Entretanto, nós brasileiros e com mais propriedade falando sobre os cariocas, sabemos que muitas vezes o uso da força não é progressivo e sequer é moderado. Muitos agentes já iniciam a abordagem de forma desrespeitosa, truculenta e humilhante, como se acima da lei estivessem. E aí mora o real perigo, pois provavelmente o abordado estará lidando com uma pessoa desequilibrada, e qualquer reação ou movimento brusco pode ser a fagulha necessária para uma descarga de ações descabidas e violentas. É necessário mais uma vez manter a calma.
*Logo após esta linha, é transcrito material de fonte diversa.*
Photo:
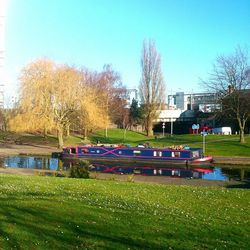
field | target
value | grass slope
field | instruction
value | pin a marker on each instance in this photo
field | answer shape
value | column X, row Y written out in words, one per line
column 216, row 145
column 58, row 213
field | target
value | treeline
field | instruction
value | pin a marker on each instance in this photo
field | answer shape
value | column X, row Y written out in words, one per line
column 57, row 98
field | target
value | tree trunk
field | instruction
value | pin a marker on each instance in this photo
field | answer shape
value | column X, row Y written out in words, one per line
column 149, row 126
column 242, row 123
column 124, row 134
column 60, row 137
column 85, row 134
column 45, row 132
column 67, row 130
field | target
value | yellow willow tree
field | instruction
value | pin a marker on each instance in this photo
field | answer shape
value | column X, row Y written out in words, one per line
column 108, row 82
column 34, row 111
column 65, row 98
column 90, row 114
column 152, row 85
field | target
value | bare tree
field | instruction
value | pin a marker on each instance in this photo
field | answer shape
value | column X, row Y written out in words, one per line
column 230, row 80
column 152, row 85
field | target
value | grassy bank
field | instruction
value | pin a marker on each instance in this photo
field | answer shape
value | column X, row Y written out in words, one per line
column 216, row 145
column 58, row 213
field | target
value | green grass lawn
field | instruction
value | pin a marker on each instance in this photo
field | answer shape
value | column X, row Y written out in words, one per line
column 216, row 145
column 61, row 213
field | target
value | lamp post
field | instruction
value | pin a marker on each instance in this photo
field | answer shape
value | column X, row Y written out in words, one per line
column 171, row 127
column 163, row 129
column 204, row 134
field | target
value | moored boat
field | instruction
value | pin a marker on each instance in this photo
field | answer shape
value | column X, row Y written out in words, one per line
column 121, row 153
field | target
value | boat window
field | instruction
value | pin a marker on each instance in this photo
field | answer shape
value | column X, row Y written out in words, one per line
column 176, row 154
column 195, row 153
column 158, row 153
column 137, row 152
column 84, row 150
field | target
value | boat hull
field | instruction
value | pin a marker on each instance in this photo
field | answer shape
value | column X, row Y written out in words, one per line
column 137, row 155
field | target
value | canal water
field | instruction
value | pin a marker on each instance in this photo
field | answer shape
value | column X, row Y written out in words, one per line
column 222, row 173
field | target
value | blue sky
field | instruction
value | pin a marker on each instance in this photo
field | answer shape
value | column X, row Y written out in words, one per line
column 189, row 34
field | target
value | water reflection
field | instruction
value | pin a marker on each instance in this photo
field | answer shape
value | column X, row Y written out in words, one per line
column 206, row 173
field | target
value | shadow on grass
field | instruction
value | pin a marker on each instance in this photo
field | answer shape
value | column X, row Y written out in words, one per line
column 39, row 225
column 242, row 184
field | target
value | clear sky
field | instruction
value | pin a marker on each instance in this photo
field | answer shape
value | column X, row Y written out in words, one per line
column 189, row 34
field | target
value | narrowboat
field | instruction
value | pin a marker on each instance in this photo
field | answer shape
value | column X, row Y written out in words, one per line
column 121, row 153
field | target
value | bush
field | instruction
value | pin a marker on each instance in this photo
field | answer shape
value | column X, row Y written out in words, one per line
column 80, row 170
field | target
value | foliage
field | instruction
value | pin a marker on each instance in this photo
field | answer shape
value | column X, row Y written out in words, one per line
column 60, row 97
column 152, row 85
column 80, row 170
column 230, row 80
column 63, row 213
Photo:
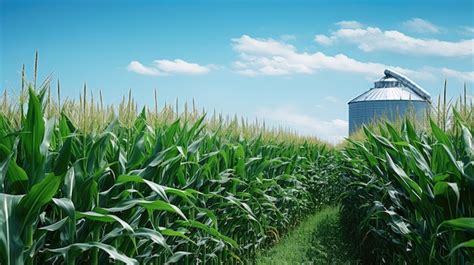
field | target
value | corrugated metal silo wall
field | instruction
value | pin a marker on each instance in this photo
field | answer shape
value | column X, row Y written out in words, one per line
column 364, row 112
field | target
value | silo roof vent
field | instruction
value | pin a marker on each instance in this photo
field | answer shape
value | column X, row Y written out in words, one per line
column 394, row 86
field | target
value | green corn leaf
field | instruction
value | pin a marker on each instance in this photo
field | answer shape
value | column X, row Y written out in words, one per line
column 11, row 245
column 78, row 248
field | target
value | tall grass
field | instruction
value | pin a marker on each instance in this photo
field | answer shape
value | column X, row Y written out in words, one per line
column 410, row 190
column 82, row 182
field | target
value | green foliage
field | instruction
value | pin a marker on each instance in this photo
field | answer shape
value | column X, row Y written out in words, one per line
column 410, row 195
column 135, row 190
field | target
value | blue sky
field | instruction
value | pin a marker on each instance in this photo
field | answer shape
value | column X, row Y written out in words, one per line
column 291, row 63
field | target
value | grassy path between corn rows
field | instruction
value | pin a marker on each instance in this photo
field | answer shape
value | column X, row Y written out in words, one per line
column 317, row 240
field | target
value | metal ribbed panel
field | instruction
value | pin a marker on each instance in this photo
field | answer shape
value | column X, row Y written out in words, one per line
column 391, row 98
column 365, row 112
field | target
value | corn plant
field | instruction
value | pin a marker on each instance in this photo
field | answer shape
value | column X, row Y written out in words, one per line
column 410, row 193
column 145, row 187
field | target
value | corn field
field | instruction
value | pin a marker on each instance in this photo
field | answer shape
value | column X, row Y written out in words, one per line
column 409, row 195
column 82, row 185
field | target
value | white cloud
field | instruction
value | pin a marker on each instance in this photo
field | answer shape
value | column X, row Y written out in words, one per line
column 332, row 131
column 323, row 39
column 462, row 76
column 467, row 30
column 139, row 68
column 421, row 26
column 271, row 57
column 168, row 67
column 180, row 67
column 349, row 24
column 287, row 37
column 331, row 99
column 374, row 39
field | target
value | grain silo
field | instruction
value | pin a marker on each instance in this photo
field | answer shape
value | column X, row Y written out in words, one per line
column 391, row 97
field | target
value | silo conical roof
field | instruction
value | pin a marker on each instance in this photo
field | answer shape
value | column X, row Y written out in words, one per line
column 393, row 86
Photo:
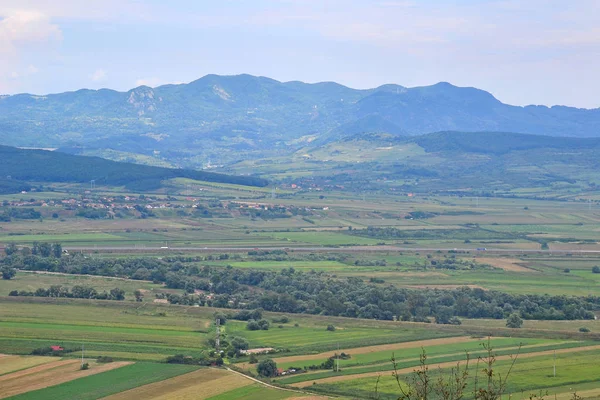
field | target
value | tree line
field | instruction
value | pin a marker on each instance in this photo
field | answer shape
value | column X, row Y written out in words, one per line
column 292, row 291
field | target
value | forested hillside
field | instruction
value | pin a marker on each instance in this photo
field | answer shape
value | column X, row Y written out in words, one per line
column 19, row 166
column 197, row 122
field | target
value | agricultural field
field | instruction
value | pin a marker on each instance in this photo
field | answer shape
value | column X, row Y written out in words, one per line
column 516, row 246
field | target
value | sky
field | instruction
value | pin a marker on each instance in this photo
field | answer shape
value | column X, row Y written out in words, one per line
column 522, row 51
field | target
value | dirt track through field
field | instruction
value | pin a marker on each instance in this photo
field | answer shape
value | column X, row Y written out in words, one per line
column 507, row 264
column 49, row 374
column 378, row 348
column 448, row 364
column 200, row 384
column 10, row 364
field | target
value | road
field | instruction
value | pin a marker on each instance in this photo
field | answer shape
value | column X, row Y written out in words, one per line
column 318, row 249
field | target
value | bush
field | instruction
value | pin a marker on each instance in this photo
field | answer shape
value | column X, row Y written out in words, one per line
column 267, row 368
column 8, row 273
column 514, row 321
column 264, row 324
column 281, row 320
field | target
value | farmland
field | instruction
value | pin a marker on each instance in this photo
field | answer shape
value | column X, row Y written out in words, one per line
column 519, row 246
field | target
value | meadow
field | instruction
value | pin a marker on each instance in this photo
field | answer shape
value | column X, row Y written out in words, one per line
column 532, row 246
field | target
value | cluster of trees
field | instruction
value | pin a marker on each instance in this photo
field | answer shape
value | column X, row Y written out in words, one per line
column 205, row 358
column 42, row 249
column 19, row 213
column 76, row 292
column 291, row 291
column 47, row 166
column 460, row 234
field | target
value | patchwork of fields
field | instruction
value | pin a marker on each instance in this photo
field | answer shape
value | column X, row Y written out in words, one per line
column 432, row 242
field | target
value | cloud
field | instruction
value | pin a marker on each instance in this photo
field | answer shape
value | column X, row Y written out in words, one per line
column 27, row 27
column 154, row 82
column 28, row 71
column 99, row 75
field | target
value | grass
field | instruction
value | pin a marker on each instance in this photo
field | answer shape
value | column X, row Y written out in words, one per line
column 381, row 357
column 316, row 338
column 575, row 371
column 105, row 328
column 10, row 364
column 107, row 383
column 254, row 392
column 30, row 281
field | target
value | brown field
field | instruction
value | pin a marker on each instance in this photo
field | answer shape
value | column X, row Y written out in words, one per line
column 507, row 264
column 49, row 374
column 200, row 384
column 16, row 363
column 384, row 347
column 448, row 364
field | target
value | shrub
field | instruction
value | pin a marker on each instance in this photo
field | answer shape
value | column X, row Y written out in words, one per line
column 267, row 368
column 281, row 320
column 514, row 321
column 252, row 325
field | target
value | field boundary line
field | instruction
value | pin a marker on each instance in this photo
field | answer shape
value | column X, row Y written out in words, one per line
column 276, row 387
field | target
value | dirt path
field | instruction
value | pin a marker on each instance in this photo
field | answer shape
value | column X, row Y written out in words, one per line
column 305, row 395
column 50, row 374
column 200, row 384
column 507, row 264
column 378, row 348
column 439, row 365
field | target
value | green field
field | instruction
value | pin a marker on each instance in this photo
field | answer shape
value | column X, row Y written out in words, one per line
column 107, row 383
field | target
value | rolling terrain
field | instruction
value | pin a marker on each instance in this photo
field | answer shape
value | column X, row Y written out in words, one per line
column 192, row 124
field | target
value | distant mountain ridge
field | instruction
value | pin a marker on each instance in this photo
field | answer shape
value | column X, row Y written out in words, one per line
column 20, row 166
column 249, row 113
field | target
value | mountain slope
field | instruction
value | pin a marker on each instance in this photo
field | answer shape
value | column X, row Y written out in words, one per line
column 190, row 123
column 20, row 165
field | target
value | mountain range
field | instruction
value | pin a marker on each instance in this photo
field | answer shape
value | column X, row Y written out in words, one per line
column 189, row 124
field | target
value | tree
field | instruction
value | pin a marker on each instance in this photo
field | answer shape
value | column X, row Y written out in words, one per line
column 45, row 249
column 239, row 344
column 487, row 382
column 8, row 273
column 514, row 321
column 117, row 294
column 57, row 250
column 267, row 368
column 10, row 249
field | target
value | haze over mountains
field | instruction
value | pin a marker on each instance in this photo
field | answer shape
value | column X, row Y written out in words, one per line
column 247, row 113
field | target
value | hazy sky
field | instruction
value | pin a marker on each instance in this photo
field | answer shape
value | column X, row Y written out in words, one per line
column 522, row 51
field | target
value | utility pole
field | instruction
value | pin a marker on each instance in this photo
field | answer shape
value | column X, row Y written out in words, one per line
column 338, row 359
column 217, row 339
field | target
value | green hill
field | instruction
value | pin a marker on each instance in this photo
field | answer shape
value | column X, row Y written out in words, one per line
column 224, row 119
column 19, row 166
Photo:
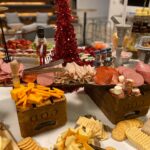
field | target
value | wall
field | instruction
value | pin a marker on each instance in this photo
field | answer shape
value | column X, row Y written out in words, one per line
column 101, row 6
column 115, row 8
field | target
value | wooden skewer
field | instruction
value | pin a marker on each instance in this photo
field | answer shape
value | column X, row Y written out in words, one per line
column 15, row 73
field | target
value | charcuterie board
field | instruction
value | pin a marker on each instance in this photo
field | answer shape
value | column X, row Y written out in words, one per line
column 4, row 132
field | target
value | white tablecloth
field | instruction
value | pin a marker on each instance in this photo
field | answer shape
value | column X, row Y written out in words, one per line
column 78, row 104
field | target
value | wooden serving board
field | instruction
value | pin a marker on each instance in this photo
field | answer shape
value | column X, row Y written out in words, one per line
column 5, row 133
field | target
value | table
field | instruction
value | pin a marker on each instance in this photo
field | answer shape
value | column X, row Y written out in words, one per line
column 84, row 21
column 78, row 104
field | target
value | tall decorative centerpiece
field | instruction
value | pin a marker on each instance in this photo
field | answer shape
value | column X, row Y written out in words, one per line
column 7, row 58
column 65, row 38
column 121, row 32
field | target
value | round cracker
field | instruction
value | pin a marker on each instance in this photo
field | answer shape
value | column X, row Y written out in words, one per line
column 110, row 148
column 118, row 134
column 28, row 146
column 24, row 141
column 33, row 147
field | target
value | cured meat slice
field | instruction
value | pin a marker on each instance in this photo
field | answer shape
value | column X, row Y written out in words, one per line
column 45, row 79
column 144, row 70
column 29, row 78
column 106, row 75
column 131, row 74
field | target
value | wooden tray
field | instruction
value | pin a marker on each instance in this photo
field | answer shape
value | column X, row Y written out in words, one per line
column 40, row 119
column 5, row 132
column 120, row 109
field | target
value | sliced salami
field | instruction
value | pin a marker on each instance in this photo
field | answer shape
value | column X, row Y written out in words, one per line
column 6, row 68
column 131, row 74
column 45, row 79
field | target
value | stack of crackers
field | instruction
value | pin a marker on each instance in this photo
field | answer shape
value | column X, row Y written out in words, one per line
column 138, row 138
column 146, row 127
column 29, row 144
column 118, row 132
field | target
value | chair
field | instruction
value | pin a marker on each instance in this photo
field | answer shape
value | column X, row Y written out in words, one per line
column 41, row 19
column 13, row 21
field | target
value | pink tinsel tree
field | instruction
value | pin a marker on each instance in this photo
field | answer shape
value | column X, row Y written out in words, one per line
column 65, row 38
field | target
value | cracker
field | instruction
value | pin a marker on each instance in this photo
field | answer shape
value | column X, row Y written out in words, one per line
column 118, row 134
column 24, row 141
column 138, row 138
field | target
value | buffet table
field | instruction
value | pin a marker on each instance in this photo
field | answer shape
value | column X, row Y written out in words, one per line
column 79, row 104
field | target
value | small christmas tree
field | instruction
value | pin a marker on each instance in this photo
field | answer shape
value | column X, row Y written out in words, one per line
column 65, row 38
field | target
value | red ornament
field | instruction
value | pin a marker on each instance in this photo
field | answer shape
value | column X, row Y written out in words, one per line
column 65, row 38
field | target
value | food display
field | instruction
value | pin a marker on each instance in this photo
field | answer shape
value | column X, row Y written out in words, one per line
column 75, row 74
column 5, row 72
column 108, row 74
column 86, row 135
column 33, row 95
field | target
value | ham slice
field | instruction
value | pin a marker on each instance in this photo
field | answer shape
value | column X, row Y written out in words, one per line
column 5, row 67
column 5, row 71
column 144, row 70
column 131, row 74
column 45, row 79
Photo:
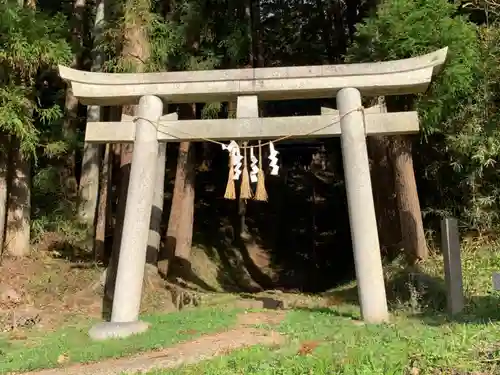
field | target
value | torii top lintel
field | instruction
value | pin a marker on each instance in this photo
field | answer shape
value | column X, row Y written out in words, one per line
column 395, row 77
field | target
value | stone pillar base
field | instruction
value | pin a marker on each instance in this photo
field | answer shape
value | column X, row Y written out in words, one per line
column 112, row 330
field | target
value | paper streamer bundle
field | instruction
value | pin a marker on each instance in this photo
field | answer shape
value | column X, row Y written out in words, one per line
column 246, row 190
column 260, row 193
column 233, row 150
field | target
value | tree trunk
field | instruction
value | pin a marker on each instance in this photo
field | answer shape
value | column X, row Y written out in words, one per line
column 412, row 228
column 154, row 238
column 68, row 178
column 89, row 181
column 4, row 145
column 70, row 125
column 185, row 227
column 17, row 235
column 102, row 210
column 168, row 250
column 382, row 174
column 389, row 228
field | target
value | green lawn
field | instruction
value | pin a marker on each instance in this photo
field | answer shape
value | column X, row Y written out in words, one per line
column 319, row 341
column 350, row 349
column 43, row 351
column 419, row 339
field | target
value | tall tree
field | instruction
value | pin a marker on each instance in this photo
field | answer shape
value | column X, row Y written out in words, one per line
column 33, row 43
column 380, row 38
column 88, row 190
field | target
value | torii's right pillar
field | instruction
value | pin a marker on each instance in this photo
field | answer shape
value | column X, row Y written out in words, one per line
column 363, row 222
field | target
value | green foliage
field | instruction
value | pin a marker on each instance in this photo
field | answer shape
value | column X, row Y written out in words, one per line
column 30, row 43
column 457, row 159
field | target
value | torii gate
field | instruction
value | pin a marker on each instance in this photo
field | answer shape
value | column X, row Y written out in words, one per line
column 150, row 90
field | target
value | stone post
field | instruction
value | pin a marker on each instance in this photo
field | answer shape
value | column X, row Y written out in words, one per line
column 450, row 246
column 132, row 259
column 366, row 248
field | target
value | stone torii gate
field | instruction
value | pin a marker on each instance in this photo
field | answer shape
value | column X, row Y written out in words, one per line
column 151, row 90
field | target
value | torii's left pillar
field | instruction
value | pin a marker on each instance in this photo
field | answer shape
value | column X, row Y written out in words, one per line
column 132, row 260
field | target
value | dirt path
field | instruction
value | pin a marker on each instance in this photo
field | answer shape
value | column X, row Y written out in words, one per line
column 190, row 352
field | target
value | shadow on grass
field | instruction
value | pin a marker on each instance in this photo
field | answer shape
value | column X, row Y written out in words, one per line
column 423, row 297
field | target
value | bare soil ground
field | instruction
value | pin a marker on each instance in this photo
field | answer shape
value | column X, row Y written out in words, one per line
column 49, row 292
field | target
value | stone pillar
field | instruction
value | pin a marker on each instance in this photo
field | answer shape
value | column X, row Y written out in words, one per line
column 132, row 259
column 366, row 248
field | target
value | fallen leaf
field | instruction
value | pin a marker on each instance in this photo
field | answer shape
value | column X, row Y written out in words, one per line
column 307, row 347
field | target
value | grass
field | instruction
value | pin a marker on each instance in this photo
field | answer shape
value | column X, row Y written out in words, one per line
column 322, row 341
column 73, row 344
column 419, row 340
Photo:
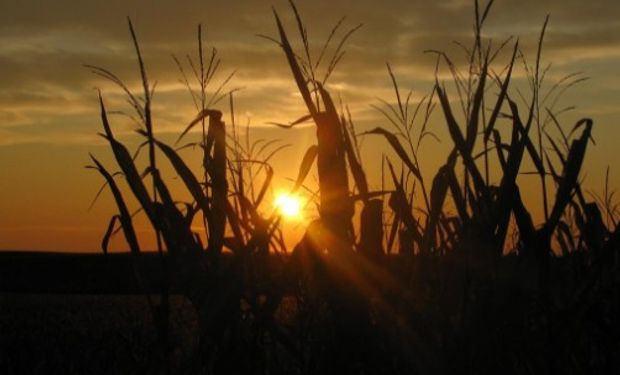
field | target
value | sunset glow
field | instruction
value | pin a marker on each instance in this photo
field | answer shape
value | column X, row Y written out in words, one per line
column 289, row 206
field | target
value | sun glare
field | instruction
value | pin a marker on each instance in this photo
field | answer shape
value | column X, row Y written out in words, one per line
column 289, row 205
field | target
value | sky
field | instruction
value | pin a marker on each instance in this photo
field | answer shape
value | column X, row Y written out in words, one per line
column 48, row 100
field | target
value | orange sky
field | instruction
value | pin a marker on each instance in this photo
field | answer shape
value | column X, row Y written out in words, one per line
column 48, row 103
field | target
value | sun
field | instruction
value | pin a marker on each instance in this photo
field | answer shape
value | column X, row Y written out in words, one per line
column 288, row 205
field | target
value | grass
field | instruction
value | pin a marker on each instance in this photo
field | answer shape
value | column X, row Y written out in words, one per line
column 449, row 300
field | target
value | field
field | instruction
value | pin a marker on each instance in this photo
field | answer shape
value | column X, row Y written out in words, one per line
column 449, row 274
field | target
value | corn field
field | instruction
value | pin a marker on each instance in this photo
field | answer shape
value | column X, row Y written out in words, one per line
column 419, row 280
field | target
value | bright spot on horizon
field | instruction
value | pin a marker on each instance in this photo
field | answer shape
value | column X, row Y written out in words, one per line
column 288, row 205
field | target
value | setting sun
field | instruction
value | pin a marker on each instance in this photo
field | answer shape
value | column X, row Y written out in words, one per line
column 288, row 205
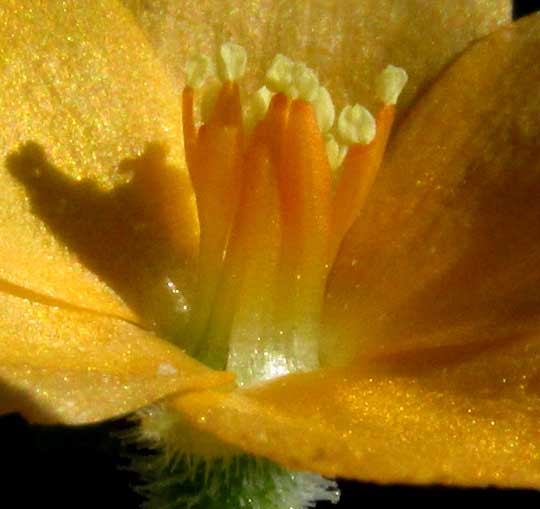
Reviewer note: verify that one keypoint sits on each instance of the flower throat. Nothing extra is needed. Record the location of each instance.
(278, 184)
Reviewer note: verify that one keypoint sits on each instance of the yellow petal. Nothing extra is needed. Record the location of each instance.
(458, 416)
(62, 365)
(348, 41)
(81, 91)
(448, 250)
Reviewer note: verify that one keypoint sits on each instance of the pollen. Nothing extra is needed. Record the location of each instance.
(278, 183)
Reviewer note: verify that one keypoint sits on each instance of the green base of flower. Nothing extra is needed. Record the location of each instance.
(240, 482)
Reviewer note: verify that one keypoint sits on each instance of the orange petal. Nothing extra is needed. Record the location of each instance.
(448, 249)
(74, 104)
(348, 41)
(70, 366)
(464, 417)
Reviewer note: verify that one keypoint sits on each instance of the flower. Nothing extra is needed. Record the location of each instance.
(432, 357)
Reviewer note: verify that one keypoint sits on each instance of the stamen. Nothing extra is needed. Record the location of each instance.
(324, 109)
(360, 168)
(279, 75)
(356, 125)
(258, 107)
(305, 84)
(232, 62)
(198, 70)
(390, 83)
(335, 152)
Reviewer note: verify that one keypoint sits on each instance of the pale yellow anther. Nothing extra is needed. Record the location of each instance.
(356, 125)
(257, 107)
(324, 109)
(198, 70)
(305, 83)
(231, 62)
(279, 75)
(335, 152)
(261, 101)
(390, 83)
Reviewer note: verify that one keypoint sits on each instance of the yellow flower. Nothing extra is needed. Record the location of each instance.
(430, 352)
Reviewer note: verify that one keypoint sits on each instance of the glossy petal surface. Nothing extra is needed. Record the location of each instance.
(448, 249)
(66, 365)
(454, 223)
(348, 42)
(455, 417)
(81, 92)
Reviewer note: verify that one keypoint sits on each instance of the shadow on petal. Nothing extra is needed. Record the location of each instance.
(13, 399)
(115, 233)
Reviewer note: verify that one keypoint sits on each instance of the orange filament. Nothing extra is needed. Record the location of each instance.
(270, 225)
(360, 168)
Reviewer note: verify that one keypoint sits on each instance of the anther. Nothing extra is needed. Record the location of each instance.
(305, 83)
(279, 75)
(356, 125)
(324, 109)
(259, 104)
(390, 83)
(231, 62)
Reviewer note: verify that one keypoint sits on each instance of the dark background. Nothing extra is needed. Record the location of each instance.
(82, 467)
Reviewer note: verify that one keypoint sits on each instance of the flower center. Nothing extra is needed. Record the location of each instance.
(278, 184)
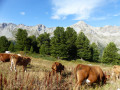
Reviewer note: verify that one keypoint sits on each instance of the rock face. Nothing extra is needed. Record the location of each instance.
(100, 35)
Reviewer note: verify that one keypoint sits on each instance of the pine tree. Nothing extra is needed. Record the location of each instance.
(31, 49)
(94, 53)
(71, 36)
(4, 44)
(33, 43)
(44, 41)
(11, 47)
(83, 47)
(58, 46)
(42, 50)
(110, 54)
(21, 40)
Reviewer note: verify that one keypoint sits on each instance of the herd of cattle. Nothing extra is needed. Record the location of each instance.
(83, 73)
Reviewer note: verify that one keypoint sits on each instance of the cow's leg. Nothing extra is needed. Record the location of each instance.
(15, 67)
(11, 65)
(24, 68)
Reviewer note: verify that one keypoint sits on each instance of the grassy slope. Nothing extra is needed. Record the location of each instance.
(37, 76)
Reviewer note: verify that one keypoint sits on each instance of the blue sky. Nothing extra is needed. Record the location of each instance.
(52, 13)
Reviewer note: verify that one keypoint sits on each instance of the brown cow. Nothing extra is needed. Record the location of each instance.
(5, 57)
(19, 60)
(116, 71)
(57, 67)
(89, 74)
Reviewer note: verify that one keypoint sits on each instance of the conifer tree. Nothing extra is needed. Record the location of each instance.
(11, 47)
(4, 44)
(83, 47)
(71, 36)
(94, 53)
(110, 54)
(43, 42)
(58, 46)
(31, 49)
(33, 43)
(21, 40)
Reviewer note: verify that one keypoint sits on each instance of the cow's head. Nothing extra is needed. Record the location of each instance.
(106, 77)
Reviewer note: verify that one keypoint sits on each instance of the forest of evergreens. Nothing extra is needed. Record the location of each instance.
(65, 44)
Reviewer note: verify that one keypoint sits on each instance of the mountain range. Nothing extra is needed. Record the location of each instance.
(100, 35)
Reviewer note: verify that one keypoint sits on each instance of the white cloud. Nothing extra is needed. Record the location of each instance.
(99, 18)
(55, 17)
(81, 9)
(22, 13)
(118, 14)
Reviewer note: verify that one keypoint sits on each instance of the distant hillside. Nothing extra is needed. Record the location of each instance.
(100, 35)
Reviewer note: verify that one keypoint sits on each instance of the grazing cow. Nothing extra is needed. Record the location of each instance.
(116, 71)
(7, 52)
(89, 74)
(5, 57)
(57, 67)
(19, 60)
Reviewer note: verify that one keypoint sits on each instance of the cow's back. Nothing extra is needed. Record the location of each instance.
(5, 57)
(96, 74)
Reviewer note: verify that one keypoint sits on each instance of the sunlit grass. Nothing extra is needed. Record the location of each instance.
(37, 76)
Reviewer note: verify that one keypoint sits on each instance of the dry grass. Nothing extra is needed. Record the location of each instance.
(37, 77)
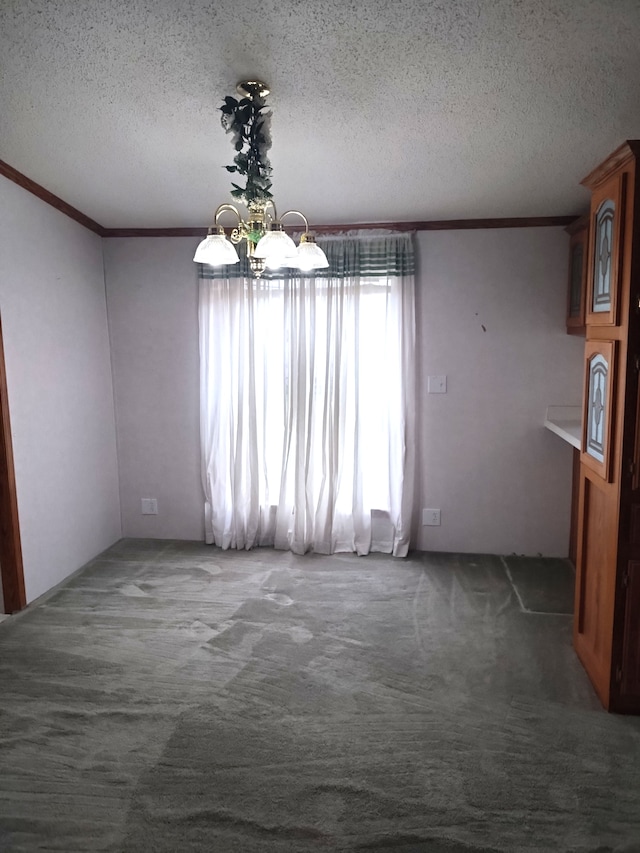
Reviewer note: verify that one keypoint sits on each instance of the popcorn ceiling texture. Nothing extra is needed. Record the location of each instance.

Assim como gentileza gera gentileza, violência gera violência, e a melhor forma de amenizar uma situação de opressão por qualquer autoridade, é obedecer às ordens e manter um tom pacífico de comunicação, pois se sua situação estiver isenta de apontamentos criminais, você será liberado.

Mas não é só o cidadão civil que está sujeito a responder criminalmente por suas atitudes, o policial também! Responde pela lei de abuso de autoridade o agente que de qualquer forma atentar sobre a liberdade de locomoção, obrigando a fazer algo que a lei não obriga, ou impedindo que faça algo que a lei permite, bem como o responsável por expor quem estiver sob sua guarda ou custódia mediante violência ou grave ameaça a situação vexatória ou constrangimento não permitido em lei. Bem como por qualquer outro crime que concorra, seja por lesão física, discriminação racial, homofobia e etc. A violência policial não é permitida e não deve ser tolerada. A conduta omissiva de quem sofre, só perpetua tal realidade, e não separa os policiais bons dos ruins, pois não são todos que agem dessa forma.

Se você foi agredido, humilhado, sofreu algum tipo de discriminação ou entende que o policial agiu de forma desproporcional à situação, após ser liberado é a hora de você exercer seus direitos e utilizar-se das armas que o estado te fornece. O abordado tem o direito de perguntar o motivo da abordagem, solicitar a identificação dos policiais, registrar número e placa de viatura. Com estes dados, você deve procurar uma delegacia e realizar um registro de ocorrência, ou dar ciência dos fatos ao Ministério Público que será o titular de uma possível ação penal, já que neste caso é pública incondicionada. Você poderá apresentar vídeos, fotos, relatar os fatos e indicar testemunhas para sedimentar suas alegações. Ao contrário do que o senso comum exara, o que não adianta é manter-se inerte e omisso frente ao desrespeito sofrido. Denuncie!